Volume of Hydrogen Peroxide

        I will use 10 ml for each experiment

Area of potato

I will use 1.5g of homogenised potato. By homogenising the potato I intend to ensure consistency in area and the concentration of catalase.

Type of potato

        I will use the same potato for all the experiments to make it fair.

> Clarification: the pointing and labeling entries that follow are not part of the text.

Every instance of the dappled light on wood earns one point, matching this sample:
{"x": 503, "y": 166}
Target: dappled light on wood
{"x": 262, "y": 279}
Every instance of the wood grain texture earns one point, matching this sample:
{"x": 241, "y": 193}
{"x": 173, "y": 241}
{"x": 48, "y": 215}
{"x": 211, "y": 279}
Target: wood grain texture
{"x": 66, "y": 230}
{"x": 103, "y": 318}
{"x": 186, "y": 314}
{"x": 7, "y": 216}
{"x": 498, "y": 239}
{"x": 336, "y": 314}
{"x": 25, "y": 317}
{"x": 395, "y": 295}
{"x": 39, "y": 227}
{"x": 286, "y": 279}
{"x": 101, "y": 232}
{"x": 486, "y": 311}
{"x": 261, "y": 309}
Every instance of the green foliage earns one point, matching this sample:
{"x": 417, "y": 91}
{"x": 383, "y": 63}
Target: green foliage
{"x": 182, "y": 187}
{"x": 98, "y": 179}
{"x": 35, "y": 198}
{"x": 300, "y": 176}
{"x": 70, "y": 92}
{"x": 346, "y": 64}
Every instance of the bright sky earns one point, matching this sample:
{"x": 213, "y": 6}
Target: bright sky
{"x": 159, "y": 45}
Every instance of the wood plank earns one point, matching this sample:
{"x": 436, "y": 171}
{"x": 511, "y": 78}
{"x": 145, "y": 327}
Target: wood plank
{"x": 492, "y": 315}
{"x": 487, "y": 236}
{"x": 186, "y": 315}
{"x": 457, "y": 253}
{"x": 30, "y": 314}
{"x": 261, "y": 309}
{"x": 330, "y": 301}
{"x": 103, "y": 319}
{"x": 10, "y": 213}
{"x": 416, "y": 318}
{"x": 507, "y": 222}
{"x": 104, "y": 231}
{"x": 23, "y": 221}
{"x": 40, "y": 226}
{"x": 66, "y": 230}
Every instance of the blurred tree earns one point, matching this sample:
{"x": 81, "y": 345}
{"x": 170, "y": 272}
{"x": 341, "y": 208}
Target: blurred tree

Concentration of Catalase within the Potato

        This is one of the reasons why I am homogenising the potato, so that the potato in each experiment has the same over all amount of catalase.

 

 

 

 

 

 

 

Results of Follow-up Experiment

Results of Follow-up Experiment (2)

Conclusion

This experiment was far more accurate than the previous one, however the results were still well off what would be expected for 25vol. This leads me to believe that something else is affecting that experiment. For the second experiment all of the hydrogen peroxide concentrations were made up at the same time, so this would not have been a factor. The first three results were just about perfect, each doubling. This shows that whatever it is that is causing the change in the pattern, only affects the strongest concentrations.